The physics of active noise cancellation

Active noise reduction technology functions primarily by exploiting a principle of physics called phase cancellation. As you probably know, sound travels in waves, moving the air molecules. These waves travel through the air and into your ear canal, where they vibrate your eardrum. However, if a sound wave meets another sound wave that is the exact same in frequency and opposite in amplitude, the two largely negate each other.

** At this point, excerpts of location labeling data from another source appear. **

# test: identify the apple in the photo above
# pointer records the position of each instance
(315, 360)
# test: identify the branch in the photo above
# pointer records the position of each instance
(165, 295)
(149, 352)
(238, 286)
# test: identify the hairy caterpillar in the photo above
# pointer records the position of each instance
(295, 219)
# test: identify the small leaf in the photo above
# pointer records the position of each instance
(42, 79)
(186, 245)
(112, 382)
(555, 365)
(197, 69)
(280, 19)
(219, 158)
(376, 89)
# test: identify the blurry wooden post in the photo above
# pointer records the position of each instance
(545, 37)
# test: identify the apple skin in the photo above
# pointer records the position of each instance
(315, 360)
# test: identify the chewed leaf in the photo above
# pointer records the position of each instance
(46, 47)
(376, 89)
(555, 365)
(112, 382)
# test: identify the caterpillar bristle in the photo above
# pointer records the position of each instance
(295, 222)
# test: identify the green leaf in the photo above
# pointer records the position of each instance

Picture the air molecules as a string stretched between two points. If someone were to press down on the string in the direct center, that would disturb the string, causing a ripple. If, as you pressed on the string on one side, someone else were to press on the string from the opposite side at the exact same place with the exact same force, the string would barely move. Although this visual doesn’t precisely communicate how sound waves work, it helps you to picture how a wave, when matched with its opposite in phase, is effectively cancelled out.

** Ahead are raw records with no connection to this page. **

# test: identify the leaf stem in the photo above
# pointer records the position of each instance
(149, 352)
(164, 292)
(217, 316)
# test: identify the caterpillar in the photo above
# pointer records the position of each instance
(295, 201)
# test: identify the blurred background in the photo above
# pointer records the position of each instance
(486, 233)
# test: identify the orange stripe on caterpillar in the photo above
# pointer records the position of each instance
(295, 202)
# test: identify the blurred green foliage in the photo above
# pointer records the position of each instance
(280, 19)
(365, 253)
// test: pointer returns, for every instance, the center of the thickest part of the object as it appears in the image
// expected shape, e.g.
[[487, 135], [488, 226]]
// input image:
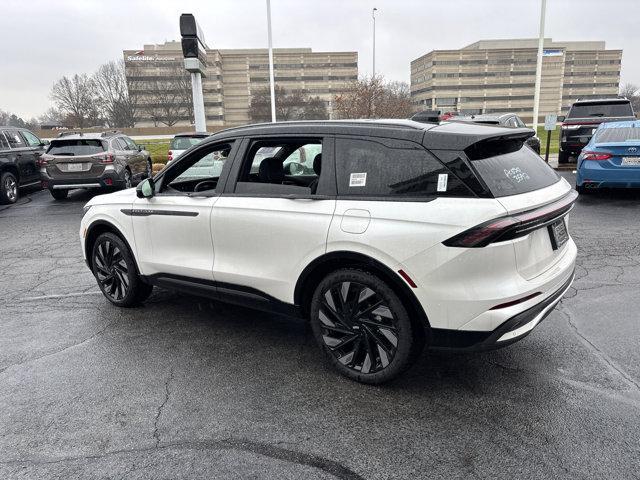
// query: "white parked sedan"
[[385, 235]]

Active-noise-cancelling headphones use tiny microphones on the inside (and sometimes the outside) of the earcups to process the sound headed toward your ears and immediately play the opposite phase of that sound through the headphone drivers. The opposing forces effectively reduce the air-molecule movement, and you get a reduction in perceptible sound. Again, this description is a simplification, but it’s the basic concept that all ANC headphone designs currently go by.

Animation: Wirecutter

Generally speaking, this type of active noise cancellation is most effective on lower frequencies of sound, between 50 Hz and 1 kHz. (If you’re curious about what 1 kHz sounds like, watch this video.) This is partly because lower frequencies produce longer waveforms that are easier to line up properly. Also, at higher frequencies, if the waveforms don’t line up just right, you’re more likely to encounter feedback. So most active-noise-cancelling headphones have a noticeable dip in usefulness right at the 1 kHz point.

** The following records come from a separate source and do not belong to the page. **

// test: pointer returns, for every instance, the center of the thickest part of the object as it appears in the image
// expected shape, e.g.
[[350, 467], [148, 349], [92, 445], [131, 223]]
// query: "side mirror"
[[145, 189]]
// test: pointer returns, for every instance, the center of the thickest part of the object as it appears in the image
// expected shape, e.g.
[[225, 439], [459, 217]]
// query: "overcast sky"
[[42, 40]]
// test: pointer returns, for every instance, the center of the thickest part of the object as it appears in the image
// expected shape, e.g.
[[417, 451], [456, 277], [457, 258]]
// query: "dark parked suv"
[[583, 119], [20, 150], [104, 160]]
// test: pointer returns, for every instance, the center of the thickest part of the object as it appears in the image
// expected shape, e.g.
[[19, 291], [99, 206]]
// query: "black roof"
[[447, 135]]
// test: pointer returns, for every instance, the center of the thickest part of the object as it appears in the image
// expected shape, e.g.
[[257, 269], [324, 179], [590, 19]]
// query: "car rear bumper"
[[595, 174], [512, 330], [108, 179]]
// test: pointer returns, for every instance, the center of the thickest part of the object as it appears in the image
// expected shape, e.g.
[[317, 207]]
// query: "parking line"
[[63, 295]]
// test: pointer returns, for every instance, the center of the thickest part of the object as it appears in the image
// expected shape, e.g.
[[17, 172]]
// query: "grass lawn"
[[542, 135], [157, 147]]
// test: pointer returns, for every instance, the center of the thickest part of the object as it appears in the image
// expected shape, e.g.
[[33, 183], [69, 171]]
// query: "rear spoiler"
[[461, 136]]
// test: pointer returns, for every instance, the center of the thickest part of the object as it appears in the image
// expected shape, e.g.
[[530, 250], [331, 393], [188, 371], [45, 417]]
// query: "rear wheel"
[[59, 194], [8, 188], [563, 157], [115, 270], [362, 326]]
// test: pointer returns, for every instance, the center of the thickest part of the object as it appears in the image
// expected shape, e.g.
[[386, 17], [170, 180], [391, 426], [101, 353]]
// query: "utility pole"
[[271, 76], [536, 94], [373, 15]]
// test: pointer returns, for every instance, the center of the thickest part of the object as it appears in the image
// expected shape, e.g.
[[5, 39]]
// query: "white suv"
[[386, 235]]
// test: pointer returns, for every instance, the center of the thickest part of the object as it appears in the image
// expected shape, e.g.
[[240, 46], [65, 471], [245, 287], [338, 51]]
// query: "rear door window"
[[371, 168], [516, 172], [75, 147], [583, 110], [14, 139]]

This is why ANC is better suited for reducing low, sustained sounds like those of motors and airplane engines, and it’s why such headphones can’t filter out screaming kids. (We’ve talked with researchers who say there are ANC concepts in the works that would do a better job with higher frequencies, but that technology is likely still a few years away.)

What type of headphone should you buy?

For frequent flyers or folks who want to ignore an annoying air conditioner hum, active-noise-cancelling headphones are a great option. But what if you want to block out human voices or barking dogs? Well, that’s where passive isolation comes in. Passive isolation is a physical barrier between your ears and the sounds you don’t want to hear. Many of the best—and, usually, the most expensive—noise-cancelling headphones are equipped with earcups and earpads designed to block as much mid- and high-frequency noise as possible while remaining comfortable. So you get the best of both worlds: active and passive noise reduction.

However, if you’re looking to block out only human voices and other higher-frequency sounds, a pair of less expensive, passive headphones might serve you just as well. Nearly all closed-back, over-ear headphones—especially those designed for recording—do a solid job of attenuating the sounds of kids playing, workmates chatting, and dogs barking.